Consumers think smartphone makers are releasing too many new models each year, a consumer survey showed Tuesday.
The survey conducted in six countries, commissioned by Greenpeace, showed that more than half of those who responded would prefer to change their phones less frequently.
Handset devices are one of the most frequently replaced electronics products. Top mobile phone companies, Samsung and Apple, launch new flagship phone models at least once every year, showing off the latest display and mobile processor technologies.

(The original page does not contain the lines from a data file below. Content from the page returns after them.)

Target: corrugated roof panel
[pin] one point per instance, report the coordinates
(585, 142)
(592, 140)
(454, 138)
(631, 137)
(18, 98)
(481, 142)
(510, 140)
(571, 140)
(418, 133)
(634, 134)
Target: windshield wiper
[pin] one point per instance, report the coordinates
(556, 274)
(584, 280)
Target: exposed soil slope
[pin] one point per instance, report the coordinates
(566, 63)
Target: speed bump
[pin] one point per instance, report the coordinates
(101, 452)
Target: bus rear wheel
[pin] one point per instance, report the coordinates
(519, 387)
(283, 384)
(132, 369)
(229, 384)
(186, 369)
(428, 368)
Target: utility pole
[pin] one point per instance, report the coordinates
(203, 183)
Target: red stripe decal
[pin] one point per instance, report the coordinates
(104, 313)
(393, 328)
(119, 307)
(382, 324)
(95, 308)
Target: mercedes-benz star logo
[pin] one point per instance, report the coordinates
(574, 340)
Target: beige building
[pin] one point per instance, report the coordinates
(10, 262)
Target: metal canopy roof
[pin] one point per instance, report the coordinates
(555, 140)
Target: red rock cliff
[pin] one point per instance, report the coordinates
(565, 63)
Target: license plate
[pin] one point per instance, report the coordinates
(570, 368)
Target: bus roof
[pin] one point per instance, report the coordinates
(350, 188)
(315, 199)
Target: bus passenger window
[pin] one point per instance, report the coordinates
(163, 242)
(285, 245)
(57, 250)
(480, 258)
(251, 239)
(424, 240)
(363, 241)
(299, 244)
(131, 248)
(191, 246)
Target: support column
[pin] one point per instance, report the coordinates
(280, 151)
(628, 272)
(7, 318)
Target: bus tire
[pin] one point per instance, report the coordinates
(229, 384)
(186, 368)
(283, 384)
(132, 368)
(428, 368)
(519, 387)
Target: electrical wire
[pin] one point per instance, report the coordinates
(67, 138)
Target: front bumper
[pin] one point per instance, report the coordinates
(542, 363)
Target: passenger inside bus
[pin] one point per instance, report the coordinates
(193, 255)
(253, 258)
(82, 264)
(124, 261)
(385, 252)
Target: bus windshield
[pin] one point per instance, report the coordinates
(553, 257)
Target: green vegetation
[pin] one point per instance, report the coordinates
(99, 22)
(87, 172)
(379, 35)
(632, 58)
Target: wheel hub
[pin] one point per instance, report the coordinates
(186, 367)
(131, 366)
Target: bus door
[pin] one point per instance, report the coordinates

Phone makers typically upgrade their cheaper lineups as well.
“Over half of respondents across the countries surveyed agree that manufacturers are releasing too many new models, many designed to only last a few years,” said Chih An Lee, global IT campaigner at Greenpeace East Asia. “In fact, most users actually want their phones to be more easily dismantled, repaired and recycled.”

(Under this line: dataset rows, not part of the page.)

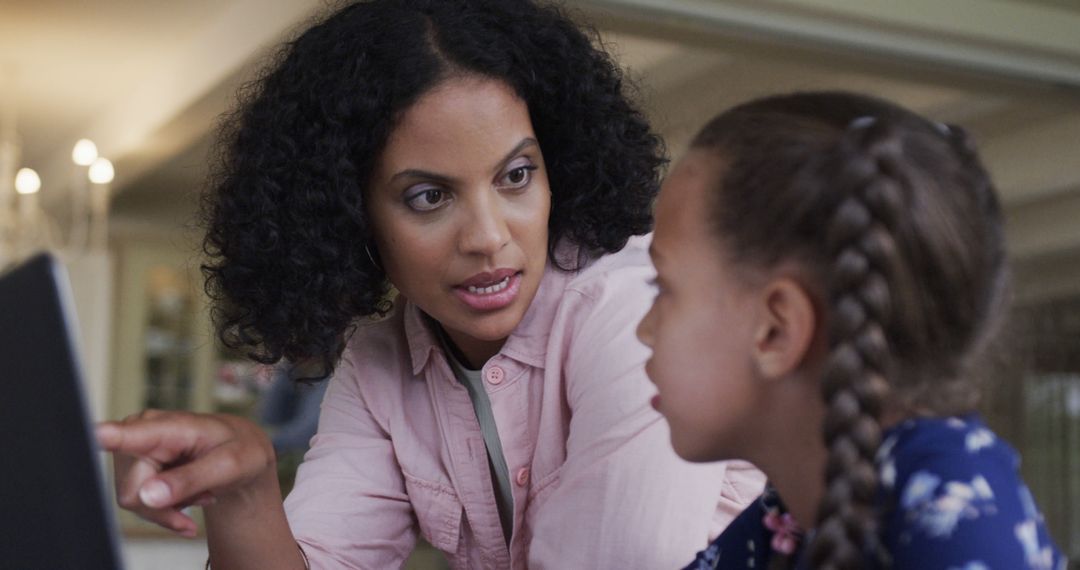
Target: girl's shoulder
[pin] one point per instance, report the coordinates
(953, 494)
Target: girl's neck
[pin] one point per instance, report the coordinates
(796, 469)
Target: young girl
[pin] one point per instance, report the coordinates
(829, 269)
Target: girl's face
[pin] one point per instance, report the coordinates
(459, 204)
(701, 324)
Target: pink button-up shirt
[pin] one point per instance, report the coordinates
(595, 483)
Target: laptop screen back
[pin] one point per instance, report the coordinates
(53, 509)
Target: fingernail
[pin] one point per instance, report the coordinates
(154, 493)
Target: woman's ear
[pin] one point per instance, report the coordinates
(786, 328)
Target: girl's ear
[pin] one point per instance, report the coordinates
(786, 328)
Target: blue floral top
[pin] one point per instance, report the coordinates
(952, 499)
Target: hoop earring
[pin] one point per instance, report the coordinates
(372, 258)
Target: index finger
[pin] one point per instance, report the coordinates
(161, 439)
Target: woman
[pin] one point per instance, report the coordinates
(482, 159)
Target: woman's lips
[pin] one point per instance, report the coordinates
(489, 292)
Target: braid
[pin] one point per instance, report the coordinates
(864, 265)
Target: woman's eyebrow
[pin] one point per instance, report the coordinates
(415, 173)
(427, 175)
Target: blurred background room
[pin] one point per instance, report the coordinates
(144, 83)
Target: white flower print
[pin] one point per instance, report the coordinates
(974, 565)
(1038, 558)
(919, 489)
(937, 509)
(980, 438)
(982, 488)
(888, 474)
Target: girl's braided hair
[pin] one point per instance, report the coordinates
(898, 221)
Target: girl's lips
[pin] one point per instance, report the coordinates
(488, 294)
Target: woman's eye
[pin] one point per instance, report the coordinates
(520, 176)
(427, 200)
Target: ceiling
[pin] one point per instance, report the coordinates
(147, 79)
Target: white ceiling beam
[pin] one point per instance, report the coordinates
(1003, 39)
(144, 127)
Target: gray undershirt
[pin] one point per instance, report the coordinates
(500, 474)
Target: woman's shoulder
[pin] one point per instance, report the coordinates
(629, 268)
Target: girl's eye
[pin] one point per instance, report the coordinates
(427, 200)
(520, 176)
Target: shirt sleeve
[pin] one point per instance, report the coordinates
(961, 504)
(349, 507)
(622, 492)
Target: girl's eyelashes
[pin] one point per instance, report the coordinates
(426, 199)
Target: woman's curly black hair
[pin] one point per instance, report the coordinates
(285, 217)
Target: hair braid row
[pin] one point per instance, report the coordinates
(864, 263)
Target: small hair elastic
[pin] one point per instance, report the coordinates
(862, 122)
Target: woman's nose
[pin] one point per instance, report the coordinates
(485, 230)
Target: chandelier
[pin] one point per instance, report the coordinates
(25, 225)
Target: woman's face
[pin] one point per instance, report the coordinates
(700, 326)
(459, 203)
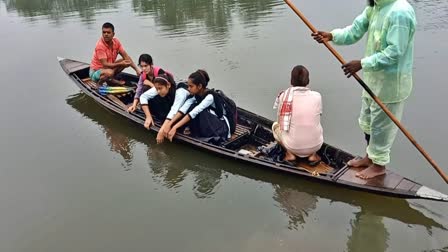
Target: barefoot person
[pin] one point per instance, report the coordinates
(104, 65)
(387, 68)
(203, 113)
(298, 129)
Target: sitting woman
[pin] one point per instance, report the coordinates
(298, 129)
(162, 101)
(145, 82)
(203, 113)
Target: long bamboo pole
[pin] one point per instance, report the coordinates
(374, 97)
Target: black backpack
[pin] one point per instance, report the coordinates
(231, 110)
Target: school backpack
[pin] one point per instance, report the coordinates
(231, 110)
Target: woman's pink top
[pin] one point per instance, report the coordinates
(305, 130)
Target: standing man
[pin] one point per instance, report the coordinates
(104, 65)
(387, 68)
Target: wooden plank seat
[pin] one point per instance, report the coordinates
(237, 138)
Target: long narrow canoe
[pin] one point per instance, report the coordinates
(254, 132)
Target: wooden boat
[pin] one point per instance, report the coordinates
(253, 132)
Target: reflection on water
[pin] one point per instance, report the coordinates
(431, 14)
(57, 10)
(212, 19)
(205, 17)
(165, 161)
(170, 167)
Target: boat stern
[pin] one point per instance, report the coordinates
(428, 193)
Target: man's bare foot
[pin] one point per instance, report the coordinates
(363, 162)
(314, 158)
(289, 156)
(148, 123)
(372, 171)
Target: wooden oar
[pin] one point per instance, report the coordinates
(374, 97)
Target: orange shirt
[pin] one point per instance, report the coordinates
(104, 51)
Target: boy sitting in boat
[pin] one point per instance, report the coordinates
(145, 82)
(298, 129)
(204, 112)
(104, 65)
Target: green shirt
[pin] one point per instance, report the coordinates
(389, 55)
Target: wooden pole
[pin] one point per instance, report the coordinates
(374, 97)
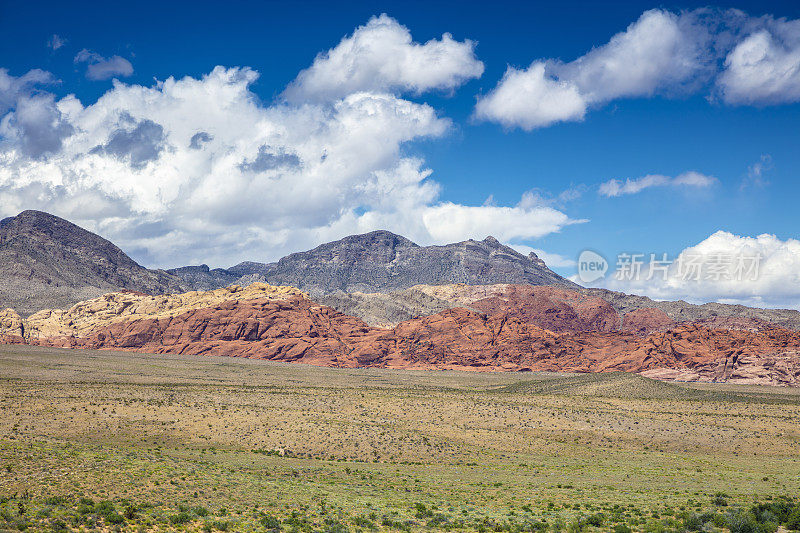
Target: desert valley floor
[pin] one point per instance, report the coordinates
(131, 441)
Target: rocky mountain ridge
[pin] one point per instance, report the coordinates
(46, 261)
(382, 261)
(516, 328)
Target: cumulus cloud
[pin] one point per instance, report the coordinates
(136, 142)
(381, 56)
(764, 68)
(13, 88)
(245, 179)
(660, 50)
(552, 260)
(746, 60)
(530, 99)
(756, 173)
(615, 187)
(449, 222)
(761, 271)
(199, 139)
(102, 68)
(55, 42)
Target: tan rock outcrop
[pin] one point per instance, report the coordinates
(520, 328)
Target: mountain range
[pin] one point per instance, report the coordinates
(375, 299)
(46, 261)
(381, 261)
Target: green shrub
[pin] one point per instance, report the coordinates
(793, 519)
(741, 521)
(114, 518)
(596, 519)
(182, 517)
(271, 523)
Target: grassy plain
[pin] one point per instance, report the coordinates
(125, 441)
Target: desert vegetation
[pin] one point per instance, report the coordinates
(134, 442)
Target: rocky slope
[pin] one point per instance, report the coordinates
(519, 328)
(681, 311)
(381, 261)
(46, 261)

The survey revealed some differences in attitude toward the phone repair habit across countries.
Chinese and South Koreans were more likely to have had their phones repaired than those in the U.S. or Germany.

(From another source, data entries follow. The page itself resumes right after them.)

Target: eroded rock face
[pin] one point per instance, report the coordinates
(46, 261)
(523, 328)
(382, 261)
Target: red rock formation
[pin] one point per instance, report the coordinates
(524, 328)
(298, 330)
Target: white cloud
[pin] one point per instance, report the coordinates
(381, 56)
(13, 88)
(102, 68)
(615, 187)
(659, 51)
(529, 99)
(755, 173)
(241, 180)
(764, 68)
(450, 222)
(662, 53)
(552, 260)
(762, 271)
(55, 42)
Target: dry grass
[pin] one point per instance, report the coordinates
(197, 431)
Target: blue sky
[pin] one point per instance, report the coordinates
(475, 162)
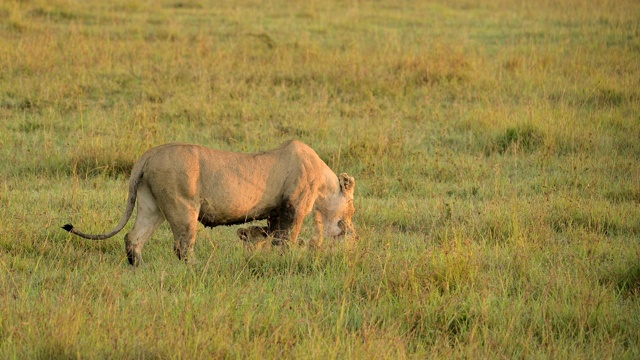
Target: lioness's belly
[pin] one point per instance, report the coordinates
(215, 215)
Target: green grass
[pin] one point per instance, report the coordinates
(495, 147)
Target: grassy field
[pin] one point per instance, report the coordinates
(495, 144)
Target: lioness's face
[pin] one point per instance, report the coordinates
(337, 222)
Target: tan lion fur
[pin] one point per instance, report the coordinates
(184, 184)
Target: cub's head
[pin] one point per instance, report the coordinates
(253, 234)
(340, 209)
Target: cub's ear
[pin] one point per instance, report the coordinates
(347, 183)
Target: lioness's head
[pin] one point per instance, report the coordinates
(340, 209)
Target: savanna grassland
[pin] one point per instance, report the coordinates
(495, 145)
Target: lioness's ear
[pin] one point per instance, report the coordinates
(347, 183)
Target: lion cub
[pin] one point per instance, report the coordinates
(256, 236)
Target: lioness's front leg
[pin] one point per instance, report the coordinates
(184, 225)
(319, 229)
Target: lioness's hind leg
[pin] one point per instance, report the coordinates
(148, 220)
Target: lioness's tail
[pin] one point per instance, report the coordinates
(136, 176)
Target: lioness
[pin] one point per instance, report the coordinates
(185, 183)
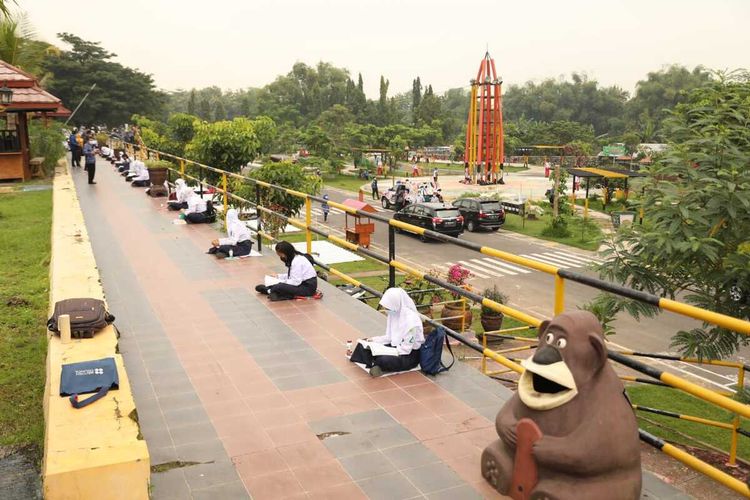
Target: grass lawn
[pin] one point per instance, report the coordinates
(592, 234)
(25, 220)
(346, 182)
(676, 401)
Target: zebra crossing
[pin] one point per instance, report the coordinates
(488, 267)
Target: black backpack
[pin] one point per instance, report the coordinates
(87, 316)
(431, 352)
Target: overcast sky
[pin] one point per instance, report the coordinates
(247, 43)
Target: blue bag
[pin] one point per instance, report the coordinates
(430, 354)
(98, 376)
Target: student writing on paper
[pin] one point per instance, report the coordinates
(199, 211)
(237, 242)
(398, 349)
(181, 191)
(300, 280)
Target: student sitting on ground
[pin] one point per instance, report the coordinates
(398, 349)
(237, 243)
(301, 280)
(182, 191)
(142, 178)
(133, 171)
(199, 211)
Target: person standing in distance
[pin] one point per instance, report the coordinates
(89, 151)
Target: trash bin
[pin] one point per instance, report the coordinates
(619, 218)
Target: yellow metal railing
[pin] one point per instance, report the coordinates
(560, 275)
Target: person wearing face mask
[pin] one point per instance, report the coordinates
(237, 243)
(301, 280)
(398, 349)
(89, 151)
(181, 194)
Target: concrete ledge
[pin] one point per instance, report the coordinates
(97, 451)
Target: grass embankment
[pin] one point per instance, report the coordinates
(676, 401)
(585, 235)
(25, 220)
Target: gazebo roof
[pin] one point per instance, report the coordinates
(27, 94)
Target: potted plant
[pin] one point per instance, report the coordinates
(457, 275)
(492, 320)
(420, 290)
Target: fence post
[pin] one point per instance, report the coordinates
(559, 294)
(308, 223)
(259, 219)
(224, 187)
(391, 256)
(736, 421)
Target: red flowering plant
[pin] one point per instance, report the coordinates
(457, 275)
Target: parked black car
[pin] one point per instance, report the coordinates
(434, 216)
(478, 213)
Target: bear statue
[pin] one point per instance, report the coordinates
(589, 445)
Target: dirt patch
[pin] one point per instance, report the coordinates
(17, 302)
(19, 475)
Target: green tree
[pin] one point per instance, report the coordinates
(660, 92)
(695, 239)
(220, 112)
(19, 47)
(285, 174)
(266, 131)
(119, 93)
(416, 97)
(227, 145)
(192, 109)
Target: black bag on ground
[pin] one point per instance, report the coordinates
(87, 316)
(431, 353)
(97, 376)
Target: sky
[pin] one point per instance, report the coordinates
(236, 44)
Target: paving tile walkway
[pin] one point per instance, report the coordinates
(239, 397)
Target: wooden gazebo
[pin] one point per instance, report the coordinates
(27, 97)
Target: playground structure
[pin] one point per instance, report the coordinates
(484, 151)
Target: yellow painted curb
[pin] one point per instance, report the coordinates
(97, 451)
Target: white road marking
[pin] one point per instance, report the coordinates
(472, 269)
(505, 265)
(544, 260)
(491, 267)
(580, 257)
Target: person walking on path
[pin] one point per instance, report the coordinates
(325, 207)
(89, 150)
(75, 150)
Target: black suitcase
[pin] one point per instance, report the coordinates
(87, 316)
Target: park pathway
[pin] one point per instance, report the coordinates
(238, 397)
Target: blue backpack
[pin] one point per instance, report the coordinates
(430, 354)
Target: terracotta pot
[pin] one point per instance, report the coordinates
(451, 311)
(492, 322)
(427, 311)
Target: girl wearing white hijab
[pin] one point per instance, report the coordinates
(403, 334)
(181, 191)
(238, 240)
(199, 211)
(142, 178)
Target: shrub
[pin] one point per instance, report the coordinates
(47, 142)
(496, 295)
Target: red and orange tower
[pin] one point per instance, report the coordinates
(484, 128)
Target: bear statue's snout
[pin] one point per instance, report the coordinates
(547, 355)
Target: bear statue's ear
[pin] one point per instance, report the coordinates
(542, 328)
(599, 348)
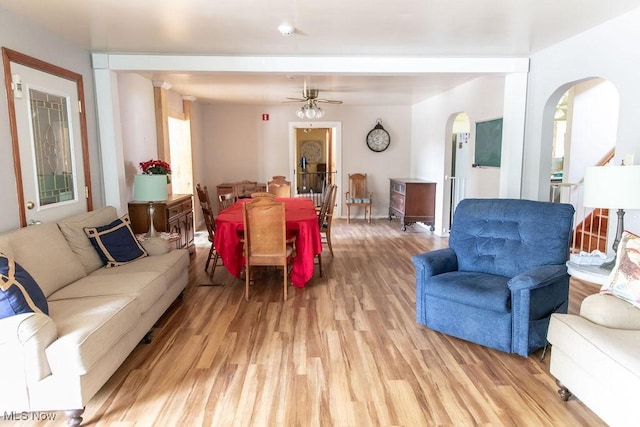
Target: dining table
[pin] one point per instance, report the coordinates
(301, 221)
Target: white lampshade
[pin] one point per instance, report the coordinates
(150, 188)
(612, 187)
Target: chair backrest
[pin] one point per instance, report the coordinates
(324, 207)
(330, 206)
(262, 194)
(225, 200)
(207, 209)
(264, 232)
(358, 186)
(509, 236)
(279, 186)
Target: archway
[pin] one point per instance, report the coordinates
(581, 133)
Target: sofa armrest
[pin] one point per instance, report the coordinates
(537, 277)
(435, 262)
(23, 339)
(427, 265)
(535, 295)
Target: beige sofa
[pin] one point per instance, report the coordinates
(97, 315)
(596, 357)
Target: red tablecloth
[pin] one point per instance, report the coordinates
(301, 218)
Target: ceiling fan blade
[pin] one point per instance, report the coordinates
(294, 100)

Nearly half of respondents surveyed in all six countries believed that phone manufacturers should be more responsible for making recycling of their phones easier.
Respondents said battery life was an important feature for a new smartphone.
More than 90 percent of respondents in China, Mexico and South Korea said that it is important for a new smartphone to be easily repaired if damaged. Consumers in all countries also said that producing a phone without hazardous chemicals was an important factor.
Greenpeace polled 1,000 consumers each in the United States, Mexico, Russia, Germany, China and South Korea.